Recuerdo vívidamente  los apagones de SEGBA, que te obligaban a conducir por Baires sin semáforos como en una pesadilla. Recuerdo la de gente que llegué a conocer por la de números que estaban ligados a la línea de uno, gracias a ENTEL. Conversaciones de a tres y de a cuatro.
La llegada de Menem al poder hizo que las empresas norteamericanas se retiraran de Argentina. Felipe González volvió a apostar por el país. Le siguieron franceses, italianos y alemanes, pero los gringos se fueron. Años más tarde, en 1993 o 1994, el ministro Brown, que moriría en accidente años después en Yugoslavia, hizo una macrogira por el Cono Sur para volver a posicionar  a los EE.UU. en la zona. Ante la pregunta de por qué se habían ido de Argentina en 1989, dejando situados a los europeos, respondió, simplemente, “Nos equivocamos. Por eso estamos ahora aquí”.
De nuevo la clase media argentina comenzó a tirar manteca al techo. Sólo unos pocos alertaban sobre las consecuencias de las políticas de Domingo Cavallo. Buenos Aires era de nuevo una fiesta. Me fui a Chile sin ver las obras de Puerto Madero y en el 96 me vine a España sin pasar de nuevo por mi adorada ciudad.
Desde entonces han pasado muchas cosas en Argentina. Unas convulsiones terribles, un desencanto casi irreversible, un reencuentro con la solidaridad de base, una desesperación en los mensajes –ese tremendo “que se vayan todos”- y la esperanza en un personaje que yo les confieso que me parece profundamente peculiar. Me refiero obviamente al presidente Kirschner, cuyo nivel de popularidad se mantiene en cotas espectaculares (no olvidemos, sin embargo, los niveles alcanzados en su día por Alfonsín y por Carlos Menem). Verán. Durante años Néstor Kirschner fue gobernador de Santa Cruz, posiblemente la provincia más rica de Argentina. En mis viajes a Río Gallegos, capital de la provincia, tras volar sobre millones de ovejas y de yacimientos minerales, pensaba que me encontraba ante un destartalado poblado del Far West y me preguntaba a dónde iban a parar los dineros  de tanta riqueza ganadera, minera y turística, con el Perito Moreno y demás maravillas.

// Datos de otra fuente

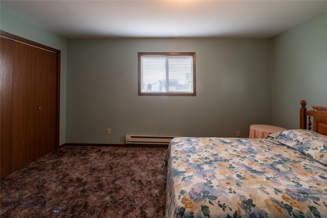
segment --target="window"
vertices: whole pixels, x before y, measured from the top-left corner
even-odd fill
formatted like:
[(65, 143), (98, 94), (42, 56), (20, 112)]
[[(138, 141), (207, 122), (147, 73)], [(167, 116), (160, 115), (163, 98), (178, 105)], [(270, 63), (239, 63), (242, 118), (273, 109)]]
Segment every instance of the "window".
[(138, 53), (139, 95), (196, 95), (195, 53)]

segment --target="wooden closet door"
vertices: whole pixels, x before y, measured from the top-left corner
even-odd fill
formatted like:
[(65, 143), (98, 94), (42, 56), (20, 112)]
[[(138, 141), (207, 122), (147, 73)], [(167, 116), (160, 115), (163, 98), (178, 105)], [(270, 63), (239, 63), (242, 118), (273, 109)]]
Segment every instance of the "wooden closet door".
[(11, 87), (12, 85), (12, 52), (14, 41), (1, 37), (1, 73), (0, 83), (0, 154), (1, 178), (10, 173), (10, 144), (11, 143)]
[(11, 173), (55, 151), (56, 135), (57, 55), (14, 44)]

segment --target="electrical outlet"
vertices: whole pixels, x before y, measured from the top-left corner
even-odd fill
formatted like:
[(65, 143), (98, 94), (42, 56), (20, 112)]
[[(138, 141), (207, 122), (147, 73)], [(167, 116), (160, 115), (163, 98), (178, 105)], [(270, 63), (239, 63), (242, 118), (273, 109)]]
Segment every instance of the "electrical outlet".
[(241, 131), (240, 130), (236, 131), (236, 137), (241, 137)]

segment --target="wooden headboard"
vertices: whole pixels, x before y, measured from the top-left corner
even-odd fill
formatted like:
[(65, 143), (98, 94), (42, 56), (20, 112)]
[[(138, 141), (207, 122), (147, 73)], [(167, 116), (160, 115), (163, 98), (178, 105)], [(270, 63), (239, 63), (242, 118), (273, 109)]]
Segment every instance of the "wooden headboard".
[(313, 131), (327, 136), (327, 107), (311, 106), (314, 110), (307, 111), (307, 102), (301, 101), (300, 128), (311, 130), (311, 117), (313, 117)]

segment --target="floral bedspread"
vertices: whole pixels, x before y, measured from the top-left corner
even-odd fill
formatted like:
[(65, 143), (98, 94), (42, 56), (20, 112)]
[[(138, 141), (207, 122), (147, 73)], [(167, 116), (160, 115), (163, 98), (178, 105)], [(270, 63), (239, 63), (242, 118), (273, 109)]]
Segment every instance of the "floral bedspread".
[(327, 217), (327, 166), (271, 138), (175, 138), (163, 166), (167, 218)]

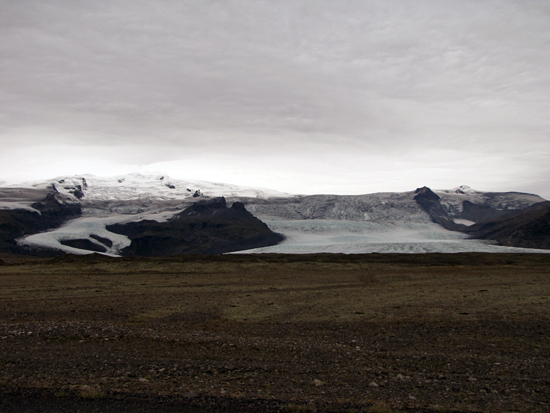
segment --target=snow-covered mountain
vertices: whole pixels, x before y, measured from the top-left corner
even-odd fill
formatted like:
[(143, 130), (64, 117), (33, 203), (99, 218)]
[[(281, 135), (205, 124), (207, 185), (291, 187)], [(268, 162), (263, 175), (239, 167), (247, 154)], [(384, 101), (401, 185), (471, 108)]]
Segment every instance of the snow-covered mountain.
[[(34, 203), (48, 193), (53, 193), (60, 203), (78, 204), (81, 215), (59, 228), (22, 237), (19, 245), (76, 254), (95, 250), (117, 255), (130, 245), (130, 239), (109, 231), (109, 225), (142, 220), (166, 222), (198, 200), (223, 196), (229, 205), (242, 202), (269, 228), (286, 237), (278, 245), (253, 252), (529, 251), (499, 247), (444, 229), (415, 201), (415, 191), (305, 196), (175, 180), (166, 175), (128, 174), (110, 178), (83, 175), (1, 188), (0, 209), (32, 211)], [(532, 194), (488, 193), (467, 186), (434, 193), (446, 219), (462, 225), (544, 201)]]

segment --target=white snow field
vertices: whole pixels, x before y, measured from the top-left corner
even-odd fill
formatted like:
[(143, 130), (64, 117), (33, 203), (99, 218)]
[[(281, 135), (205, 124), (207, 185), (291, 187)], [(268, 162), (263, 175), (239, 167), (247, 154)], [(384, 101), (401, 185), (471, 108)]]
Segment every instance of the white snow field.
[[(90, 237), (96, 235), (112, 241), (106, 254), (116, 256), (130, 241), (123, 235), (107, 231), (107, 225), (142, 219), (162, 222), (192, 202), (224, 196), (229, 204), (242, 200), (247, 210), (286, 237), (279, 245), (241, 253), (550, 252), (501, 247), (445, 230), (433, 223), (414, 201), (413, 191), (300, 196), (230, 184), (174, 180), (166, 175), (134, 173), (107, 178), (80, 175), (7, 188), (0, 192), (0, 208), (29, 209), (32, 202), (25, 202), (25, 196), (32, 195), (32, 200), (36, 201), (40, 191), (47, 193), (52, 188), (66, 195), (69, 202), (80, 202), (82, 216), (60, 228), (19, 240), (20, 244), (89, 254), (92, 251), (65, 246), (60, 241), (88, 239), (99, 245)], [(25, 194), (25, 191), (32, 194)], [(435, 192), (449, 216), (466, 225), (473, 222), (460, 218), (464, 201), (513, 210), (544, 200), (532, 194), (478, 192), (467, 186)]]
[(400, 228), (317, 219), (264, 222), (273, 231), (285, 235), (286, 239), (272, 247), (239, 251), (235, 254), (550, 253), (549, 250), (501, 247), (489, 241), (468, 239), (465, 234), (448, 231), (434, 223), (409, 224)]

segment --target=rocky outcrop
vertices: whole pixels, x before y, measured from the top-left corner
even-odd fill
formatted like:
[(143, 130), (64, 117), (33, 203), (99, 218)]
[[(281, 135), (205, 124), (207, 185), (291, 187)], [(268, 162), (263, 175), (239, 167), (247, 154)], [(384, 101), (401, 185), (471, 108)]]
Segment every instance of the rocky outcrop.
[(433, 222), (450, 231), (464, 231), (466, 225), (456, 224), (441, 206), (439, 195), (424, 186), (414, 191), (414, 200), (428, 213)]
[(550, 202), (540, 202), (472, 225), (465, 232), (473, 238), (494, 240), (504, 246), (550, 249)]
[(473, 222), (490, 221), (506, 215), (510, 211), (493, 208), (489, 205), (474, 204), (470, 201), (462, 203), (462, 212), (460, 218), (467, 219)]
[(221, 254), (275, 245), (283, 236), (250, 214), (240, 202), (231, 208), (225, 198), (199, 201), (168, 222), (144, 220), (107, 226), (128, 236), (125, 256)]

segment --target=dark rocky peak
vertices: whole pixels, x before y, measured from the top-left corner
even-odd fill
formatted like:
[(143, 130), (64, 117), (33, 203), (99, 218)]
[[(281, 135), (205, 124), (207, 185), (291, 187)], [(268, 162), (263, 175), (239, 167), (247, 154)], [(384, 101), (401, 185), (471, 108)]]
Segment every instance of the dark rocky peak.
[(246, 211), (246, 208), (242, 202), (234, 202), (233, 205), (231, 205), (231, 209), (235, 211)]
[(417, 188), (416, 191), (414, 191), (414, 193), (416, 194), (414, 196), (414, 200), (417, 202), (419, 200), (439, 201), (440, 199), (439, 195), (437, 195), (427, 186), (423, 186), (422, 188)]
[(189, 208), (184, 209), (179, 215), (189, 216), (189, 215), (200, 215), (200, 216), (212, 216), (216, 211), (227, 209), (227, 202), (225, 198), (213, 198), (205, 199), (202, 201), (195, 202)]
[(31, 206), (40, 211), (43, 216), (46, 214), (68, 218), (70, 216), (78, 216), (81, 213), (79, 203), (73, 202), (59, 192), (50, 192), (44, 200), (35, 202)]
[(441, 206), (440, 197), (430, 188), (424, 186), (414, 191), (416, 194), (414, 200), (424, 209), (432, 218), (432, 221), (441, 225), (450, 231), (463, 231), (466, 226), (456, 224), (448, 215), (443, 206)]

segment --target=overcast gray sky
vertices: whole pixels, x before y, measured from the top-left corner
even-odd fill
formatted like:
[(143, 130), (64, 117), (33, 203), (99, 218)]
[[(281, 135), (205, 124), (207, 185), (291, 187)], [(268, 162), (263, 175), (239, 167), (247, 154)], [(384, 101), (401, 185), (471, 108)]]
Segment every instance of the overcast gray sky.
[(0, 181), (550, 199), (548, 0), (0, 0)]

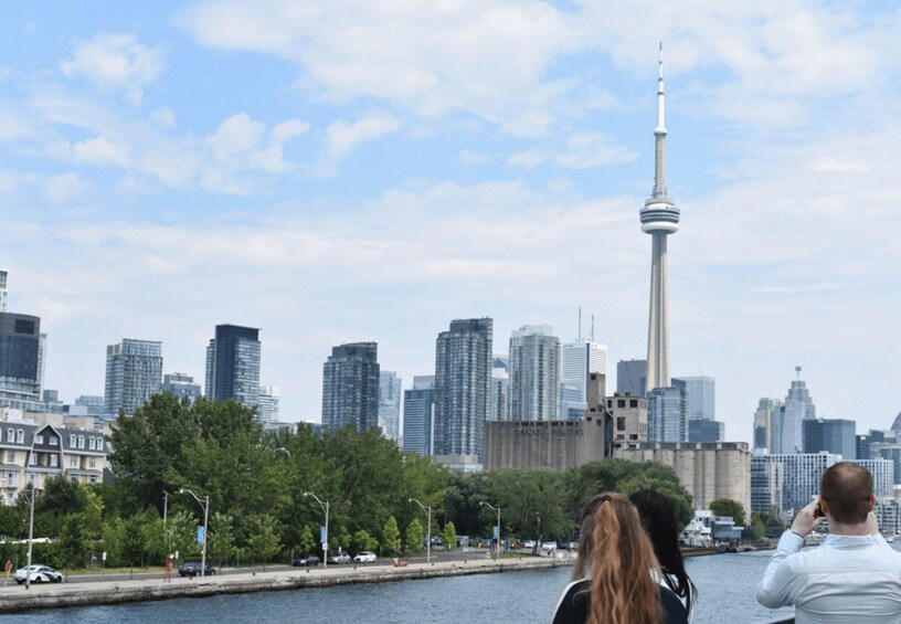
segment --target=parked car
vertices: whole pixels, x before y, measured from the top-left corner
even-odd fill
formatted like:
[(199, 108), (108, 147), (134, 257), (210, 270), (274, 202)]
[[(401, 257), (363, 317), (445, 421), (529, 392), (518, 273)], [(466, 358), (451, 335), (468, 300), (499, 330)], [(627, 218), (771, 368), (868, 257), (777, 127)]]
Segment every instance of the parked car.
[[(186, 561), (179, 568), (179, 577), (200, 577), (200, 561)], [(215, 570), (211, 564), (206, 564), (203, 569), (204, 577), (215, 577)]]
[(23, 584), (28, 578), (31, 579), (31, 583), (63, 582), (63, 575), (53, 568), (47, 568), (46, 565), (25, 565), (24, 568), (17, 570), (15, 574), (12, 577), (12, 579), (20, 585)]
[(348, 554), (347, 552), (339, 552), (338, 554), (332, 554), (326, 561), (328, 561), (329, 563), (339, 564), (350, 563), (352, 559), (350, 558), (350, 554)]
[(307, 554), (306, 557), (297, 557), (292, 561), (295, 568), (309, 568), (310, 565), (319, 565), (319, 558), (316, 554)]

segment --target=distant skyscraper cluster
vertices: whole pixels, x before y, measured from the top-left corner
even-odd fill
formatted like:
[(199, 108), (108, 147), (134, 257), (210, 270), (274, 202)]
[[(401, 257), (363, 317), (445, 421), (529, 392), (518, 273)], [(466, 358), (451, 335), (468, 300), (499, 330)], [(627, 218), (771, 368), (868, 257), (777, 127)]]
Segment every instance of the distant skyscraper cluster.
[(322, 426), (330, 431), (353, 424), (379, 426), (379, 348), (352, 342), (332, 348), (322, 366)]

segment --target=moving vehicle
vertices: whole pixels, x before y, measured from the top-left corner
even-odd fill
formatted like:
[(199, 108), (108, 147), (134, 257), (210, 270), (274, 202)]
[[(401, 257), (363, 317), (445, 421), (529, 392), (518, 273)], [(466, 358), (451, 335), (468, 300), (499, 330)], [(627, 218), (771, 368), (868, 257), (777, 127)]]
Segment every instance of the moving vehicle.
[[(203, 570), (204, 577), (215, 577), (215, 570), (211, 564), (206, 564)], [(179, 577), (200, 577), (200, 561), (186, 561), (179, 568)]]
[(30, 583), (62, 583), (63, 575), (46, 565), (25, 565), (15, 571), (12, 579), (21, 584), (24, 584), (25, 579), (30, 578)]

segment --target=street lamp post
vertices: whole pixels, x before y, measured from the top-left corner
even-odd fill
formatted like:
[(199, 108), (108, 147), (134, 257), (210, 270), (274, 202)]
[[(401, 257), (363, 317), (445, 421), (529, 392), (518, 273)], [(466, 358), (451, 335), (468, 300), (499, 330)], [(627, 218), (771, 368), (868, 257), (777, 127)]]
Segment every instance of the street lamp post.
[(428, 529), (427, 535), (425, 537), (425, 562), (430, 563), (432, 561), (432, 506), (430, 505), (428, 507), (426, 507), (415, 498), (411, 498), (410, 503), (415, 503), (416, 505), (422, 507), (423, 511), (425, 511), (428, 517)]
[(319, 504), (319, 507), (322, 508), (322, 511), (326, 512), (326, 535), (322, 537), (322, 569), (328, 568), (328, 500), (322, 503), (319, 500), (319, 497), (312, 494), (311, 491), (305, 491), (304, 497), (311, 496), (316, 499), (316, 503)]
[(500, 507), (495, 507), (490, 503), (485, 503), (485, 501), (479, 503), (479, 507), (481, 507), (483, 505), (486, 506), (491, 511), (495, 511), (497, 514), (497, 516), (498, 516), (498, 523), (497, 523), (497, 527), (498, 527), (498, 531), (497, 531), (498, 532), (498, 538), (497, 538), (498, 542), (497, 542), (497, 550), (495, 550), (495, 558), (500, 558)]
[(203, 542), (201, 544), (201, 551), (200, 551), (200, 575), (205, 577), (206, 575), (206, 532), (208, 532), (206, 529), (208, 529), (208, 523), (210, 521), (210, 497), (204, 496), (203, 500), (201, 500), (200, 497), (197, 494), (194, 494), (193, 491), (191, 491), (187, 487), (182, 487), (181, 489), (179, 489), (179, 494), (184, 494), (186, 491), (188, 494), (190, 494), (191, 496), (193, 496), (194, 500), (197, 500), (198, 504), (203, 507)]
[(34, 543), (34, 497), (38, 496), (38, 488), (31, 484), (31, 510), (29, 511), (29, 553), (25, 564), (25, 589), (31, 588), (31, 548)]

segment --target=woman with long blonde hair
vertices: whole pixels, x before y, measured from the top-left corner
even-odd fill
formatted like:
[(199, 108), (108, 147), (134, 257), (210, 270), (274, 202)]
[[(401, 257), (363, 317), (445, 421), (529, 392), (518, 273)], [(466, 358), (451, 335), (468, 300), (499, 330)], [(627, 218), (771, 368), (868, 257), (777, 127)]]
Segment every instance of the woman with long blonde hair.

Años después el gobernador devino a presidente y para mí, y ustedes disculpen, seguimos ante una incógnita. Aunque hago votos con ustedes para que de nuevo no se trunque el sueño argentino de permanecer para siempre como un país normal, por supuesto que del primer mundo, pero normal. Y sea posible aquella llamada algo paternalista de un Ortega y Gasset cuando les decía a sus seguidores porteños de la época: “Argentinos, a las cosas”, fascinado como tantos de la capacidad lúdicodialogante de unos personajes capaces de reírse de sí mismos en los momentos más dramáticos y acuñar frases como “A la parálisis por el análisis”, absolutamente sublime.

(La presentación terminó como el rosario de la aurora. En mi bisoñez no me había percatado hasta que ya no tuvo remedio que me encontraba en pleno territorio Kirschner... y se armó la podrida)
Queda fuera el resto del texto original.